How data can have authority is illustrated in LeDantec et al.’s (2015) work on a cycling infrastructure planning project. Data’s authority here does not necessarily come from numbers, but though its representation, in this example in a planning workshop as a map representing tracked cycling trips (Figure 5). Data was used as evidence to legitimise past, present, and future actions of the planners. Data, however, was also ambivalent. It is not self evident how to interpret data or what actions should be based on it. There is always a step of collective interpretation and sense-making, which is less visible in narratives of big data approaches, as the human interpretation is hidden in the design of the algorithm.

Figure 5: Map representing recorded cycling trips (LeDantec et al. 2015)

Issues of equity and inclusion, in particular the question of who contributes data and who is excluded or does not want to contribute resemble the questions asked for participation. The cycling example, however, also showed that data has the potential to disrupt existing practices in planning as they enabled planners to work with previously unknown representations of lived experiences.

3 Conclusion: Digital Civics for Environmental Sustainability

So then, how do we do Digital Civics in the context of environmental sustainability and urban planning? Considering that I will be working with local governments and planners, as well as communities, activists, and emerging publics, I want to approach Digital Civics through participatory action research, in which the design process itself is open to be defined collaboratively. The primary aim of collaboration is therefore not to find solutions but to stimulate questions and a shared understanding of an issue. Nevertheless, I recognise that as a designer and researcher I am in a privileged position and I need to be reflexive of my personal agenda and commitments. One such commitment will most likely be around fostering environmental sustainability. When working with individuals, activists, planners, communities, organisations, cities it is therefore crucial to find ways to align these values with those of partners, who might have different priorities.

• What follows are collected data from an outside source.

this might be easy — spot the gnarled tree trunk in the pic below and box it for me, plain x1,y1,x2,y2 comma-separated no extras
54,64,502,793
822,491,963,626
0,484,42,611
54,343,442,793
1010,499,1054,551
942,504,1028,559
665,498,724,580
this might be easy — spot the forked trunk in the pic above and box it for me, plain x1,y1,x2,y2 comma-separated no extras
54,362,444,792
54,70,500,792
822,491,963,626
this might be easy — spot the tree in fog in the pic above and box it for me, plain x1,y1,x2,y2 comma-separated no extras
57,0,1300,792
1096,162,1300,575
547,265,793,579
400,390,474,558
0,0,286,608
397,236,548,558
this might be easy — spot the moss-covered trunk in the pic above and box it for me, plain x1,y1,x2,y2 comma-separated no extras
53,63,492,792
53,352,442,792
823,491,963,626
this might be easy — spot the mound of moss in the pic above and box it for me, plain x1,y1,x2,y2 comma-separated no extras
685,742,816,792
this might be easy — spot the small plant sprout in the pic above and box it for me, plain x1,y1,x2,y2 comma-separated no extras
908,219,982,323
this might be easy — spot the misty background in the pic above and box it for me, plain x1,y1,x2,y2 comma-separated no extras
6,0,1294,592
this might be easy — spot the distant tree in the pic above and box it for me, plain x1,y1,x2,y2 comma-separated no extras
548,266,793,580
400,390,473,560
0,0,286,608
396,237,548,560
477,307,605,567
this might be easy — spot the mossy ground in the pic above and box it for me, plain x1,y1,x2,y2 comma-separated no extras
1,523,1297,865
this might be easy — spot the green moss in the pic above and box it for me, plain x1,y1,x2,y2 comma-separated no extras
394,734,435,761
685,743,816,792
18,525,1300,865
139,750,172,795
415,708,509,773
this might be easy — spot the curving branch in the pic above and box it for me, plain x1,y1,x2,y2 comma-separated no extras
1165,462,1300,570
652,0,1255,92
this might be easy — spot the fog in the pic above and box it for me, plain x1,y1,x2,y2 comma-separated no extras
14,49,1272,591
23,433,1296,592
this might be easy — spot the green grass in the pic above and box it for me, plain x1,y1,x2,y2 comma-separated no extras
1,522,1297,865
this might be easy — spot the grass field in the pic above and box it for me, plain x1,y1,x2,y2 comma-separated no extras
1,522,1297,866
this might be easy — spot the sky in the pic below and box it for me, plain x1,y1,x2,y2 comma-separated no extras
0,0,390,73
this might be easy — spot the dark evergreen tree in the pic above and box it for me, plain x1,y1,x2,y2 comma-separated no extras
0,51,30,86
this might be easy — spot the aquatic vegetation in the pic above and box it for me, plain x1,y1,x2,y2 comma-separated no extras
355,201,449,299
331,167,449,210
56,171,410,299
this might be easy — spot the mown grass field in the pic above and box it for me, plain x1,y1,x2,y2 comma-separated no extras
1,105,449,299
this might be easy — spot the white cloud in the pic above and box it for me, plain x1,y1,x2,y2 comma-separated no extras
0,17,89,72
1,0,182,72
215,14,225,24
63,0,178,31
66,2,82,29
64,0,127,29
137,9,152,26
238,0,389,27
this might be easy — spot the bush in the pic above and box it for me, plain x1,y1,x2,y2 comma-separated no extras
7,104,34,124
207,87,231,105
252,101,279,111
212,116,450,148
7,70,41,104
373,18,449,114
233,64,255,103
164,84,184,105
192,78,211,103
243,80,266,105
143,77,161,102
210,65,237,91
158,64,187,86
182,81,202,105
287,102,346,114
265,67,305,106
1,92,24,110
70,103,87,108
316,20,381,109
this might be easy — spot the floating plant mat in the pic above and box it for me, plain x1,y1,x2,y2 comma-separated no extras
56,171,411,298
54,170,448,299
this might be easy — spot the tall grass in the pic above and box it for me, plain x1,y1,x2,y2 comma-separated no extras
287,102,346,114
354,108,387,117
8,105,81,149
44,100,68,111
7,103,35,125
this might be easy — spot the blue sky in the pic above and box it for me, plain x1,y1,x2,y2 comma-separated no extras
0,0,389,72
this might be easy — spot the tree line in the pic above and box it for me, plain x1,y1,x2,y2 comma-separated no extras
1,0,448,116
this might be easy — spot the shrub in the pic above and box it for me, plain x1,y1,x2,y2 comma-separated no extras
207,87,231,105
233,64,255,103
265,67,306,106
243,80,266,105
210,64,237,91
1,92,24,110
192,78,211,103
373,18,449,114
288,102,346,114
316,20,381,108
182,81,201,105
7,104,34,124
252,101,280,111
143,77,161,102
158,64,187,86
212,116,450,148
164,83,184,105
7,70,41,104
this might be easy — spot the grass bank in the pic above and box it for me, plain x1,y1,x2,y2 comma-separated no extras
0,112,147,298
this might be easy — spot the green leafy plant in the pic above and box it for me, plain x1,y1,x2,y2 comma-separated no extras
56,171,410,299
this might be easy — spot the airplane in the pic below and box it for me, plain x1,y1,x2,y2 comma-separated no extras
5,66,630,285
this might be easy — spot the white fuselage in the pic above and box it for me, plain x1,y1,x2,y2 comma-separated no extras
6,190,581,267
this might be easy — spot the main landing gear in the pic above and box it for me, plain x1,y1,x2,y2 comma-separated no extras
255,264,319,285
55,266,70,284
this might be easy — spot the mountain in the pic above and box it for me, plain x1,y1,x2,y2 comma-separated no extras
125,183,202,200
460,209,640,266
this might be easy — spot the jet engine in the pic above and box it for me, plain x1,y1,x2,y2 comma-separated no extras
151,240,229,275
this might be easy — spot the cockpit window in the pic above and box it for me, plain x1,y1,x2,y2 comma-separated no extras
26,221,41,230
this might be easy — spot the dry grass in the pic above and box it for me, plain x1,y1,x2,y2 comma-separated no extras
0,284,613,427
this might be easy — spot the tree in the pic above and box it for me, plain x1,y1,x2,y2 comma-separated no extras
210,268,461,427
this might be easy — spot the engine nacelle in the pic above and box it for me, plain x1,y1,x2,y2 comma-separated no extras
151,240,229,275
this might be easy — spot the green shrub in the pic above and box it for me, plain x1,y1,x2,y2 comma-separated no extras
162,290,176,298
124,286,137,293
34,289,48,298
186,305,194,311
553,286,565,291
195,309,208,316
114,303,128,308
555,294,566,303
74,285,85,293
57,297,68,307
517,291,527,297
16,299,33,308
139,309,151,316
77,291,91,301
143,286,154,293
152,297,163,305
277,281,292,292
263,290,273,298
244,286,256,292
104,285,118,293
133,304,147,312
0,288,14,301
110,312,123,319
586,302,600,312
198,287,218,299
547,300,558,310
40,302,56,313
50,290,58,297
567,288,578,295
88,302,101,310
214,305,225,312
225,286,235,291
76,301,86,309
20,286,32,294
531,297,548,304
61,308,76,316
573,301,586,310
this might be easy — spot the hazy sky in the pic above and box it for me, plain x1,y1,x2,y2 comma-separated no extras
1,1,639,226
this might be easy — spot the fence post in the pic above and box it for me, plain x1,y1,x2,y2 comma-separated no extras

I resonate with Miraftab’s (2009) call for radical planning to stimulate historical collective memories. Their value has been demonstrated in the work of Crivellaro et al. (2014, 2016). My personal approach to doing Digital Civics research in such a setting aligns with Boehner and DiSalvo’s (2016) view on the role of HCI and design for civic technologies: First, it facilitates curiosity. HCI researchers should not seek to solve problems, but rather facilitate an understanding of the conditions around it. Second, it fosters deliberation and exchange of a plurality of voices. Third, it teaches skills and literacy to deal with data and technology, making change sustainable.

Foth’s (2015) proposal to civic technology extends the third point from using to actually making technology. By moving from digitisation to fabrication, and in a way back to the physical, hybrid approaches use physical and digital forms of accessible and engaging participation. Fostering craft and DIY culture, some speak of DIY citizenship (Ratto and Boler 2014), is a logical conclusion of a genuine partnership between researchers and citizens, were ultimately citizens don’t need researchers at all to support them in their goals. In that sense technology as well researchers become enablers for change instead of imposing solutions.